While he was dressed this time, he says all leisurely again, “Come in.  Have a seat Sandee.”  He sat in the reclining chair.  I stood over his head to see the wound.  It appeared fine.

“You’re not in pain?”

“No, it’s just the damn thing bleeding last night is all,” he says in his slight Irish brogue.  He wasn’t bruised and wasn’t in pain.  I suggested he wait till the day after New Year’s Day, when his doctor would be in.

“If an emergency happens in between, call me.  But you don’t want to be going to emergency unless it’s really an emergency – we could be there hours.”
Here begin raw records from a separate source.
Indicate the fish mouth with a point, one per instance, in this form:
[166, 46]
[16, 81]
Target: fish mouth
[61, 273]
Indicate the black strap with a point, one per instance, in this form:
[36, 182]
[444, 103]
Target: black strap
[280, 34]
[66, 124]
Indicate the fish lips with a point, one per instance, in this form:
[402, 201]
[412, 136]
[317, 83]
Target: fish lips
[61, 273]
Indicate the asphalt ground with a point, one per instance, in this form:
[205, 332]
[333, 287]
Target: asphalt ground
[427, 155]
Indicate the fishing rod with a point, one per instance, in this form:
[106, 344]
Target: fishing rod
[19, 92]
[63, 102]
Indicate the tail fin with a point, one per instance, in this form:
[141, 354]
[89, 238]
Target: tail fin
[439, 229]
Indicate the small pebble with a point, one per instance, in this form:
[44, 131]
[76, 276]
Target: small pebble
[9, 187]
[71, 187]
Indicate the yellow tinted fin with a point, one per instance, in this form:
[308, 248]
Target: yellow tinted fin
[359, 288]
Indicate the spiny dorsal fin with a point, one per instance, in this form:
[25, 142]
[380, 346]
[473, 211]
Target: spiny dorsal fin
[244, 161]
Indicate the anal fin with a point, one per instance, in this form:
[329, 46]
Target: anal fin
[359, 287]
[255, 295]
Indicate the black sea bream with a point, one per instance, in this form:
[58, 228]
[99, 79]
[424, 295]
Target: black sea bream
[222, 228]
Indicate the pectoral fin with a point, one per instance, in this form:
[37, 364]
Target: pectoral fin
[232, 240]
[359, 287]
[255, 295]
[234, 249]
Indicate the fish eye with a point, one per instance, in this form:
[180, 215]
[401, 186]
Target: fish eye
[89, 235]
“Hours?  Really?”  He’d never been to emergency it turned out.

I had an angle then, while he still teetered on the idea of going.

“Yeah, trust me,” I said.  I told him horror stories of the emergency room that we might see sitting in there so long and got him to change his mind.  Brilliant!  I’d seen some pretty horrible things in emergency, heard awful things.

He thought he’d be seen right away.  Aha.  Au contraire mon frère, I told him.  When I was done with my horror stories, my buddy was turned off by the idea of going, and while I successfully angled for this to happen, I’m still taking brownie points.  Dammit. But sure, I’d do it all again.  He’s my buddy.